Hacer algo es expresar nuestra propia naturaleza. No existimos para beneficio de algo; existimos para beneficio de nosotros mismos. Tal es la enseñanza fundamental expresada en las formas que observamos. Como para estar sentado en meditación, también tenemos reglas para estar de pies en el zendo. Pero el fin de estas reglas no es uniformar a todo el mundo; es permitir a cada uno expresar su propio ser lo más libremente. Por ejemplo, cada uno de nosotros tiene su propia manera de estar de pies. Nuestra postura pues, está basada en las proporciones de nuestros cuerpos. Cuando esté de pies, el espacio entre sus talones debe ser igual al ancho de su puño; los dedos de los pies en línea con el centro de los pectorales. Como en zazen, concentre su fuerza en el bajo vientre. Aquí también sus manos deben expresar su ser. Coloque la mano izquierda contra su pecho, los dedos envolviendo el pulgar y la mano derecha encima. El pulgar izquierdo debe estar dirigido hacia el suelo y los antebrazos paralelos al suelo. Así se da la sensación de tener agarrado un pilar redondo, un gran pilar redondo de templo, por lo que no puede estar encorvado o inclinado hacia ningún lado.

Lo más importante es poseer su propio cuerpo físico. Si está encorvado, usted se pierde. Su mente vagabundea por otros lados; no está en su cuerpo. Y así no debe ser. Debemos existir aquí mismo, ¡ahora mismo! Esta es la clave. Usted debe tener sus propios cuerpo y mente. Todo debe existir en el justo lugar y del modo correcto. Entonces no hay problema. Si el micrófono que utilizo para hablar existiera en otra parte, no serviría para su fin. Cuando nuestro cuerpo y nuestar mente está en orden, todo el resto existirá ene el justo lugar y del modo correcto.

Habitualmente, sin ser conscientes, tratamos de cambiar algo distinto a nosotros mismos, tratamos de ordenar las cosas fuera de nosotros. Pero es imposible organizar las cosas si usted mismo no está en orden. Cuando usted haga cosas del modo correcto, en el momento adecuado, todo el resto estará organizado. Usted es el “amo” y cuando el amo duerme, todo el mundo duerme, cuando el amo hace algo bien, todo el mundo hace algo bien y en el momento adecuado. Este es el secreto del Budismo.

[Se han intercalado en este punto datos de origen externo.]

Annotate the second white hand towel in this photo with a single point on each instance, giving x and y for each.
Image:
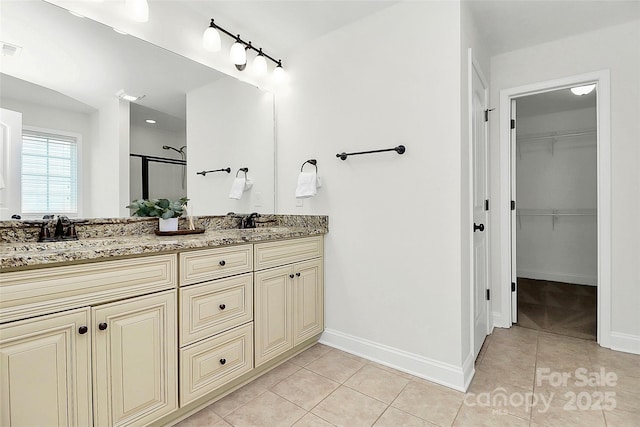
(308, 183)
(237, 188)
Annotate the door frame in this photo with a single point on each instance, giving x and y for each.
(474, 65)
(603, 138)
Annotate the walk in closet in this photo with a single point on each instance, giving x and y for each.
(556, 215)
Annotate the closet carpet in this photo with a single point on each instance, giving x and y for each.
(560, 308)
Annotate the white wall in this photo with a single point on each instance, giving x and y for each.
(393, 253)
(108, 161)
(614, 48)
(565, 179)
(42, 116)
(230, 124)
(165, 180)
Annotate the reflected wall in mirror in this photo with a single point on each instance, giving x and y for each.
(82, 64)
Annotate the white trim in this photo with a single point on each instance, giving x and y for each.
(625, 342)
(601, 78)
(577, 279)
(423, 367)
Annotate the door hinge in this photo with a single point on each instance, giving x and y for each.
(486, 114)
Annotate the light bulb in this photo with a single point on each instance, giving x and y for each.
(259, 64)
(583, 90)
(138, 10)
(211, 39)
(237, 54)
(279, 74)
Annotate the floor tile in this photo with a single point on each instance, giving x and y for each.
(430, 402)
(268, 410)
(347, 407)
(204, 418)
(394, 417)
(305, 388)
(475, 416)
(311, 420)
(376, 383)
(336, 366)
(311, 354)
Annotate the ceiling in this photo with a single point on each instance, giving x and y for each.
(507, 25)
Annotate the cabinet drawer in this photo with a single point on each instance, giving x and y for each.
(36, 292)
(273, 254)
(209, 264)
(212, 307)
(209, 364)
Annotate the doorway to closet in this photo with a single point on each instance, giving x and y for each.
(555, 168)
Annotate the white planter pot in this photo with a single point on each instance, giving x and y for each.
(170, 224)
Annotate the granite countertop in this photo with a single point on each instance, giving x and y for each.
(21, 255)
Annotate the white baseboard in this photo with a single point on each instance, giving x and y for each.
(455, 377)
(578, 279)
(625, 342)
(498, 321)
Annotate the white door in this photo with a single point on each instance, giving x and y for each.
(480, 208)
(514, 270)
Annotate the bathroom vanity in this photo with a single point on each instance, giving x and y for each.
(157, 331)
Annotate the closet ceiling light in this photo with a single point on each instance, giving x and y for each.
(211, 39)
(238, 53)
(138, 10)
(583, 90)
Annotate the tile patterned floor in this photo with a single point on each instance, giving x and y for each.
(556, 307)
(518, 382)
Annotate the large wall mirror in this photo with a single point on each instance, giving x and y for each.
(64, 79)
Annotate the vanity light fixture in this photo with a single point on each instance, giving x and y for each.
(583, 90)
(238, 52)
(138, 10)
(131, 98)
(211, 38)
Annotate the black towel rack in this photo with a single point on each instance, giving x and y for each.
(400, 149)
(313, 162)
(204, 173)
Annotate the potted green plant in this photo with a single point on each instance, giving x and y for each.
(167, 211)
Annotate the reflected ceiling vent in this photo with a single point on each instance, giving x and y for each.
(9, 49)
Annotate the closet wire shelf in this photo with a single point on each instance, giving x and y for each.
(555, 214)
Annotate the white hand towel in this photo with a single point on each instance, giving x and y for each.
(237, 188)
(308, 184)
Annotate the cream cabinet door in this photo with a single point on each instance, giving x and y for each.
(135, 360)
(45, 371)
(272, 302)
(308, 298)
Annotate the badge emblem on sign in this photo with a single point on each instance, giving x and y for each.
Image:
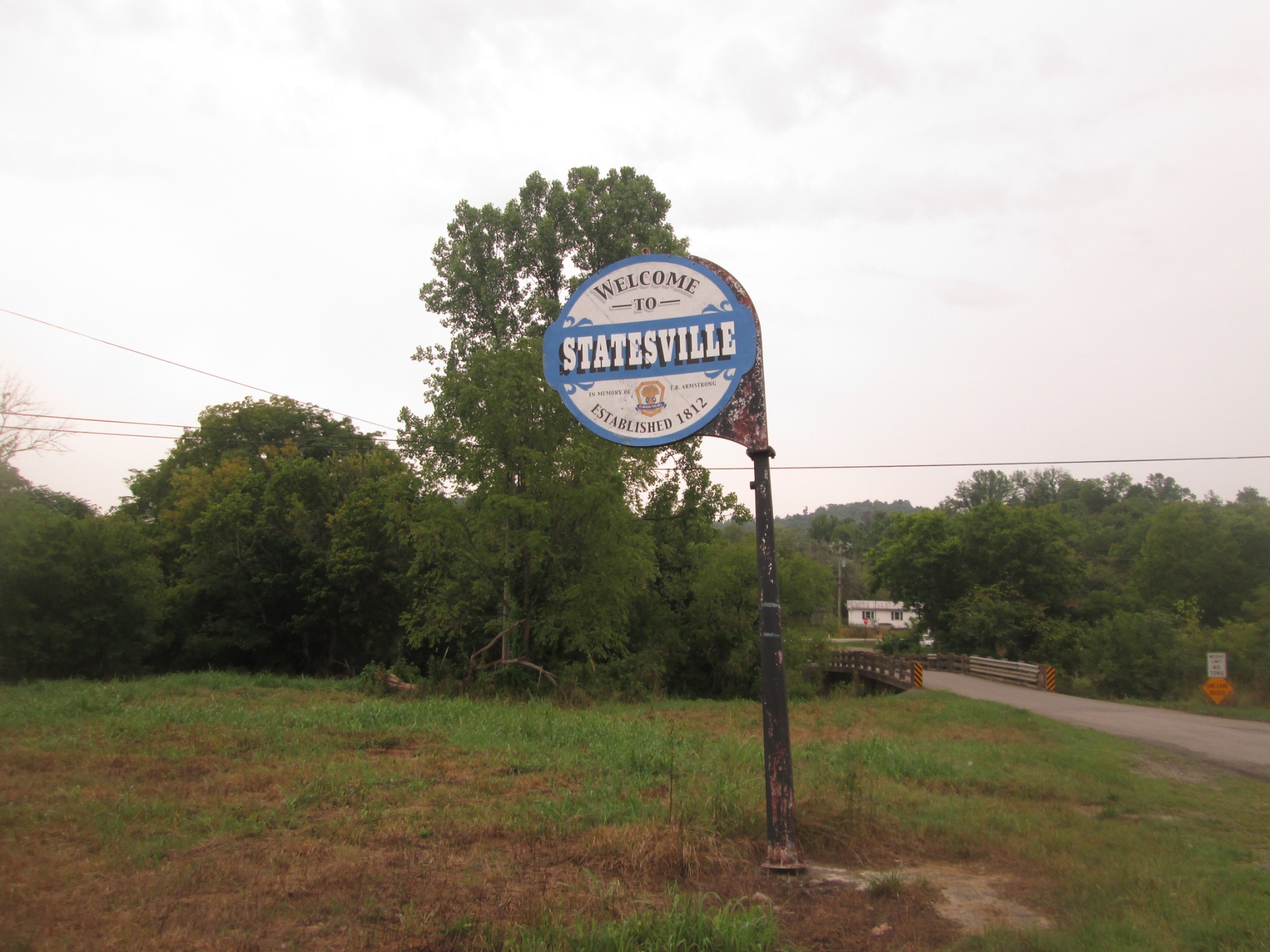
(649, 350)
(649, 395)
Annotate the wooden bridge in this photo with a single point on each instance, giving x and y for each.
(906, 672)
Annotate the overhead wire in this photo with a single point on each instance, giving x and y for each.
(675, 469)
(183, 366)
(1036, 462)
(334, 441)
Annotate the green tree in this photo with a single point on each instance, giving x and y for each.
(981, 579)
(1217, 553)
(81, 593)
(546, 528)
(285, 540)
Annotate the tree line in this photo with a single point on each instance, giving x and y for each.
(1123, 586)
(500, 542)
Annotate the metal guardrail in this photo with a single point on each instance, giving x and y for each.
(1029, 676)
(906, 672)
(894, 671)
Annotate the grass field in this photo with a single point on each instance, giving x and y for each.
(224, 811)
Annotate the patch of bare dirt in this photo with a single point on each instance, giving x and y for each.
(1174, 769)
(972, 901)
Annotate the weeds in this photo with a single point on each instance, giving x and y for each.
(889, 883)
(687, 924)
(270, 810)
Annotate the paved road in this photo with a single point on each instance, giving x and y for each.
(1240, 746)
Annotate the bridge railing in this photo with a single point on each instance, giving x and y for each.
(1032, 676)
(895, 671)
(907, 672)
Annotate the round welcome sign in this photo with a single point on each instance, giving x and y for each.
(649, 350)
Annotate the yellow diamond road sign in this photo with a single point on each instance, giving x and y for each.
(1217, 690)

Trate también de conservar siempre la posición correcta, no solamente cuando practique zazen, sino en todas sus actividades. Para conducir, para leer, adopte la posición correcta. Si usted lee en una posición encorvada, no logrará estar lúcido por largo tiempo. Ensaye usted y descubrirá cuán importante es conservar la posición correcta. Esta es la verdadera enseñanza. La enseñanza escrita sobre el papel no es la verdadera enseñanza. La enseñanza escrita es una especie de alimento para el cerebro. Por supuesto, es necesario tomar algún alimento para el cerebro, pero es más importante que sea usted mismo practicando el correcto modo de vida.

Fue por ésto por lo que el Buda no pudo aceptar las religiones que existían en su época. El estudió numerosas religiones, pero no se sintió satisfecho con sus prácticas. No pudo encontrar la respuesta en el ascetismo ni en las filosofías. No le interesó una existencia metafísica, sino su propio cuerpo y su propia mente, aquí y ahora. Y cuando se encontró a sí mismo, halló que todo cuanto existe tiene la naturaleza de Buda. Esta fue su iluminación, la cual no es una especie de sensación agradable o un estado de mente particular. El estado de mente que existe cuando usted está sentado en la posición correcta, él mismo es iluminación. Si el estado de mente que tiene durante el zazen no basta para satisfacerlo, es que su mente vagabundea todavía. Nuestro cuerpo y nuestra mente no deberán vacilar ni vagabundear. En esta posición no hay necesidad de hablar del correcto estado de mente. Usted lo tiene ya. Esta es la conclusión del Budismo.